Suriye ve Pakistan uyruklu bazı sığınmacıların yaptıkları rezillikler son günlerde, medya köşelerinden ve sosyal medyadan eksik olmuyor. Kimileri genç kızların uygunsuz görüntülerini çekerek, orada – burada yayınlıyor. Kimisi çeteler kurarak ortalığı savaş alanına çeviriyor. Kimi de sandalyesiyle cadde ortasına oturarak koyarak “ buranın kralı benim, erkekseniz gelin” diyerek meydan okuyor, terör estiriyor… Tabii, meydanı boş bulunca böyle oluyor… .
İşin garip tarafı sokak ortasında sandalyeye oturarak kabadayılık yapan Suriyeli “yavşağın” görüntü ve fotoğraflarına bakınca ne görüyorsunuz! Bir polis arkasında “ heykel” gibi durmuş onu izliyor. Ya kardeşim senin polisliğin Türklere mi söküyor ?. Polis memuru bakıp duruyor…. Ne bekliyor bilinmez.. Bir acayip ülke olduk, vallahi. Gerçi bilahare enterne ediliyor şahıs, ama şu ortama bakar mısınız!. Suriyeli’ye dokunmak yasak mı?.

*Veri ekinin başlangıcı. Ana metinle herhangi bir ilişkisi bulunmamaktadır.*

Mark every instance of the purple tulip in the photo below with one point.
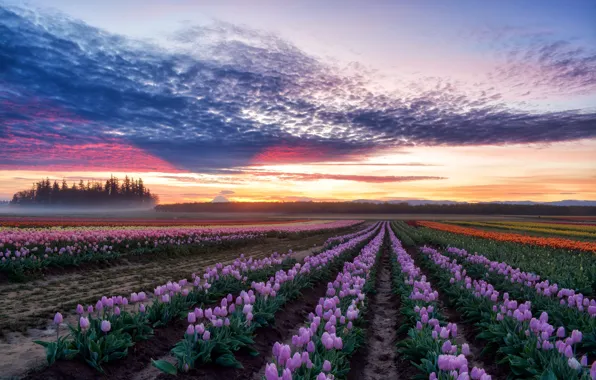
(58, 319)
(106, 326)
(271, 372)
(84, 323)
(284, 354)
(192, 318)
(465, 349)
(576, 336)
(287, 374)
(446, 348)
(574, 364)
(568, 351)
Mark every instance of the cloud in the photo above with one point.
(341, 177)
(222, 96)
(537, 61)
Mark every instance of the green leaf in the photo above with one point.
(165, 366)
(228, 360)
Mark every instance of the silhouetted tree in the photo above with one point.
(131, 193)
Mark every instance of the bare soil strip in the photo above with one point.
(34, 303)
(465, 333)
(378, 359)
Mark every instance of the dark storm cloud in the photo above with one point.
(227, 97)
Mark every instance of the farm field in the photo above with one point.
(352, 300)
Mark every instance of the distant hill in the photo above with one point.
(380, 207)
(418, 202)
(220, 199)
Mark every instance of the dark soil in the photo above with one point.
(378, 358)
(294, 314)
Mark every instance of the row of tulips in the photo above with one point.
(29, 238)
(33, 249)
(563, 305)
(531, 346)
(213, 335)
(321, 349)
(572, 270)
(76, 222)
(107, 329)
(541, 228)
(554, 242)
(431, 344)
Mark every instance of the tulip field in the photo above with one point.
(363, 300)
(24, 250)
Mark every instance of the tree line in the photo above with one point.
(380, 208)
(129, 192)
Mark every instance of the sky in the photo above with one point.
(302, 100)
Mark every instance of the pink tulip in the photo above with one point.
(58, 319)
(106, 326)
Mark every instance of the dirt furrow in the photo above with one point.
(465, 333)
(20, 313)
(378, 359)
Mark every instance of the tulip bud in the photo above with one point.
(84, 323)
(58, 318)
(106, 326)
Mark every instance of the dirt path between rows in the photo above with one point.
(378, 359)
(34, 303)
(465, 333)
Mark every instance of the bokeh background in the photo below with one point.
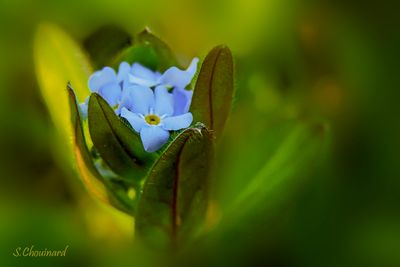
(331, 62)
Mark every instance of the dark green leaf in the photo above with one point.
(149, 51)
(105, 43)
(103, 188)
(116, 143)
(174, 197)
(213, 93)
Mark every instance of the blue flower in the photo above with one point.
(151, 114)
(108, 84)
(172, 77)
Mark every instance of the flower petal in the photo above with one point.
(123, 71)
(111, 93)
(101, 78)
(177, 122)
(139, 99)
(179, 78)
(182, 100)
(137, 122)
(84, 108)
(164, 103)
(153, 137)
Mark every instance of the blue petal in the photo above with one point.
(177, 122)
(138, 99)
(137, 122)
(84, 108)
(182, 100)
(123, 71)
(153, 137)
(111, 93)
(179, 78)
(164, 103)
(101, 78)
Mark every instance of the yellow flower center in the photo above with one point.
(152, 119)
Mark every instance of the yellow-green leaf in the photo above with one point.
(59, 59)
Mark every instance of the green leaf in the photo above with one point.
(174, 198)
(105, 44)
(213, 93)
(59, 59)
(107, 190)
(150, 51)
(116, 143)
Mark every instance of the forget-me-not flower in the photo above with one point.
(108, 84)
(171, 78)
(151, 114)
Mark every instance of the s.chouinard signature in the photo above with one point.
(33, 252)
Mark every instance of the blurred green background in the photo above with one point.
(331, 62)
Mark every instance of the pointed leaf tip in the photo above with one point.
(213, 93)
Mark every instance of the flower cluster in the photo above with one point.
(153, 103)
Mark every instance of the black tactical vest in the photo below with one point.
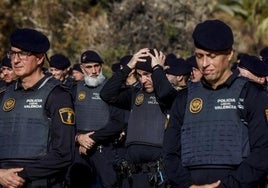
(92, 113)
(146, 121)
(212, 132)
(24, 124)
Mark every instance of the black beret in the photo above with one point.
(115, 67)
(59, 61)
(264, 53)
(213, 35)
(77, 67)
(178, 67)
(146, 66)
(29, 40)
(192, 61)
(6, 62)
(91, 57)
(254, 65)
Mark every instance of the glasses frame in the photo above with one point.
(22, 55)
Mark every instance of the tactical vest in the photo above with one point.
(92, 113)
(146, 121)
(212, 132)
(24, 123)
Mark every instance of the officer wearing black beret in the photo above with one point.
(7, 71)
(143, 165)
(37, 118)
(77, 72)
(59, 66)
(98, 124)
(217, 133)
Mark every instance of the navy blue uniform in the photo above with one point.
(143, 148)
(249, 171)
(52, 166)
(107, 122)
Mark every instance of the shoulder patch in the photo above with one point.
(9, 104)
(67, 116)
(139, 99)
(196, 105)
(2, 90)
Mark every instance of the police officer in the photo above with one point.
(97, 125)
(59, 66)
(36, 117)
(8, 73)
(143, 165)
(77, 72)
(217, 135)
(196, 74)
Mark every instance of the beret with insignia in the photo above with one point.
(77, 67)
(29, 40)
(90, 56)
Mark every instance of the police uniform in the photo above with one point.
(107, 122)
(145, 130)
(37, 123)
(217, 133)
(44, 141)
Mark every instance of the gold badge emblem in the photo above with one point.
(139, 99)
(196, 105)
(81, 95)
(9, 105)
(67, 116)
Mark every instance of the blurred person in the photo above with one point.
(59, 66)
(142, 166)
(98, 124)
(77, 72)
(196, 74)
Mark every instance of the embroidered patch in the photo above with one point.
(266, 114)
(9, 104)
(167, 120)
(67, 116)
(81, 95)
(139, 99)
(196, 105)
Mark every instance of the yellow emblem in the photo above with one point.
(81, 95)
(139, 99)
(67, 116)
(196, 105)
(9, 104)
(266, 114)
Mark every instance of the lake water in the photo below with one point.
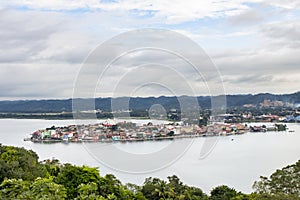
(236, 161)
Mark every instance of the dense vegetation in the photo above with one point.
(137, 103)
(23, 177)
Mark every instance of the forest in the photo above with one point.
(23, 176)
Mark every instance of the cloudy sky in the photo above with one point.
(254, 44)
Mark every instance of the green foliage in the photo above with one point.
(223, 192)
(283, 181)
(23, 177)
(19, 163)
(71, 177)
(156, 189)
(41, 188)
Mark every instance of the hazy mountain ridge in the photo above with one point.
(139, 103)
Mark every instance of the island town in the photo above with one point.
(127, 131)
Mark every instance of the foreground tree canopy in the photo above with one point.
(23, 177)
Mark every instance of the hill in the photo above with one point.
(138, 103)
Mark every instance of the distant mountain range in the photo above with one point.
(138, 103)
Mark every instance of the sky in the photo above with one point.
(253, 44)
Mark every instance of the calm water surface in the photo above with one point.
(236, 161)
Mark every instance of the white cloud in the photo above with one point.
(255, 52)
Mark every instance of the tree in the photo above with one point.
(283, 181)
(19, 163)
(72, 176)
(45, 188)
(15, 189)
(223, 192)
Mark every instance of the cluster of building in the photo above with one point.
(109, 131)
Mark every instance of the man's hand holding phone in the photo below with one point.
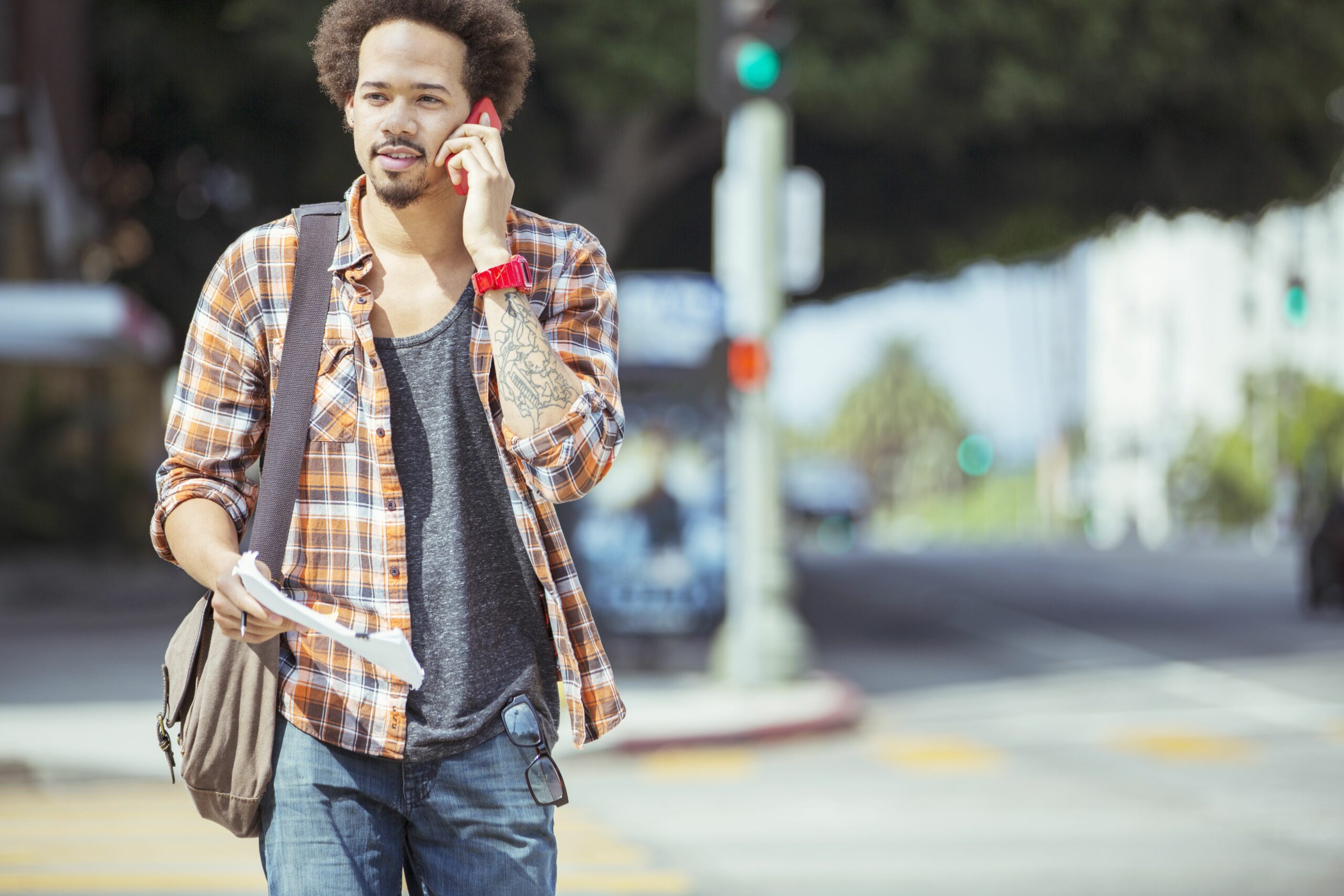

İktidardan bir Allah’ın kulu da çıkıp bunları ciddi şekilde eleştirmiyor.. İlgisizlik almış başını gidiyor… Oldu olacak, hemen bu tarz kişileri vatandaş yapın… Öncelik tanıyın… . İstanbul’un bir ilçesinin Nüfus Müdürlüğü’nde işlem yapan her 9 kişiden 6’sının nasıl yabancı uyruklu olduğunu, şimdi anlıyor musunuz?…. Bunu izah eden yok…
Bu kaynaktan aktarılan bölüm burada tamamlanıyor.